In you writing " Am I reading this right? The person died 16 years ago and their estate has not yet been deal with?" do I not detect a note of incredulity and disbelief from you where nowhere have I said 'the estate has not been dealt with', have I? You asked me if you were reading it right, I said 'no' because you were reading stuff that isn't there. So now I have rewritten my OP to attempt to remove the apparent ambiguity that stumped you- and am accused of sarcasm!

OP posts:
Collaborate · 28/09/2012 18:54

It's reasonable to assume that the estate hadn't been administered, as if it had been,instead of starting this thread you would have found out whether probate had been obtained.

sittinginthesun · 28/09/2012 20:09

You have had lots of good answers - what prh47bridge says is exactly right.

LittenTree · 28/09/2012 21:44

But- what if I'm asking now to pre-empt what might be the result of the probate search I've applied for? So yes, I am finding out if probate had been applied for. My question was really (put another way), 'If probate wasn't 'done', could the simple explanation be that probate wasn't legally necessary because, under the circumstances I outlined, the estate would have automatically have gone to the second wife?'- which transpires to not necessarily be the case.

Lots of people reading lots of things into what I said, tbf! e.g. 'reasonable to assume'/ 'am I reading this right?', 'X is right in questioning why the estate hasn't been dealt with in 15 years' etc.

And I'd agree that I have indeed been given useful advice on here, prh47's knowledge being particularly welcome.

OP posts:
emsyj · 28/09/2012 21:51

It could just be a simple case of all property having been joint - looking at my and DH's circumstances, a will would have very limited effect as we own 2 houses as joint tenants and have our bank accounts held in joint names, so if one of us died the other would simply send off the death certificate to the land registry and to the bank and they would take the deceased's name off. It wouldn't fall to be dealt with under the terms of a will as jointly owned assets pass by operation of survivorship and do not form part of the estate (other than for Inheritance Tax purposes).

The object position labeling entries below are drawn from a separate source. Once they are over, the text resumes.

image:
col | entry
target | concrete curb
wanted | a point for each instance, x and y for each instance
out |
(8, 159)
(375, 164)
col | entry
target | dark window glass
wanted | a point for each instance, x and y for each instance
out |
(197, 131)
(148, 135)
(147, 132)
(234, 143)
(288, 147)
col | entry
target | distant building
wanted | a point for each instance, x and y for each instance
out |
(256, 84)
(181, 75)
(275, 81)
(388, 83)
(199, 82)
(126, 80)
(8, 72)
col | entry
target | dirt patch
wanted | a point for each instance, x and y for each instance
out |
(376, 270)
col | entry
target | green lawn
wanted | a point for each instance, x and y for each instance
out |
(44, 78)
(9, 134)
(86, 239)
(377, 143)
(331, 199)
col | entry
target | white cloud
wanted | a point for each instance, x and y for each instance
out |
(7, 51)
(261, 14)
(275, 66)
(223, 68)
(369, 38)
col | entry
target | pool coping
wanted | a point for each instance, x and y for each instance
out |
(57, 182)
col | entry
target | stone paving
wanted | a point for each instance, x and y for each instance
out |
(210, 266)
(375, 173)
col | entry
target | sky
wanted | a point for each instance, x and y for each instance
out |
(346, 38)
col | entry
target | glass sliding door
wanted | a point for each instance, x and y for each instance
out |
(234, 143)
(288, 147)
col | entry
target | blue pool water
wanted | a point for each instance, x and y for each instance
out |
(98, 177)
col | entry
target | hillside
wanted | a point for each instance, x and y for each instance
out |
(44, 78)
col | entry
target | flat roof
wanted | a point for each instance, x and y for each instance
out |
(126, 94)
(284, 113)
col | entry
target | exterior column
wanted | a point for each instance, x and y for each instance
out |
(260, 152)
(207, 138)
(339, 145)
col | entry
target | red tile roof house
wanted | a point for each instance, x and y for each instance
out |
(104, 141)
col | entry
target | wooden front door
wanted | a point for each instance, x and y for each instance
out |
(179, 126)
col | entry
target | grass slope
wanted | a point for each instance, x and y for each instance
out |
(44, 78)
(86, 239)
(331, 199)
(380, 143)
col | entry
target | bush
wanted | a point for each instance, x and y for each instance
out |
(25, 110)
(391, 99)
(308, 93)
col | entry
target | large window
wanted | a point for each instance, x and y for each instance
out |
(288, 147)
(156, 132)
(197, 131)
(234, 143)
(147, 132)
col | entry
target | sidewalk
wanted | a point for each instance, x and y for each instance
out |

So they may not have needed a Grant of Representation (it's only called probate if there is a valid will - for an intestate deceased it would be letters of administration).

Anecdotally, my experience with elderly clients is that the house is almost always held in the husband's sole name. That just seems to be 'the norm' for elderly couples. So her name might not have been on the property title and she may not have had any other assets in her sole name.

Hope that makes sense (feeling tired this evening...)

emsyj · 28/09/2012 21:54

Oh poo, just realised it's the husband who died - ignore the last paragraph, they may have owned the house in joint names or it might have been held in the wife's name... Or it could just be that the transfer has never been dealt with properly.

I have come across a situation where the husband died, then the wife continued to live in the house for a good many years without dealing with the ownership and when she died, it was discovered that it had been in the husband's sole name - we had to get a Grant for his estate (some 10 years after his death) as well as her estate in order to deal with it.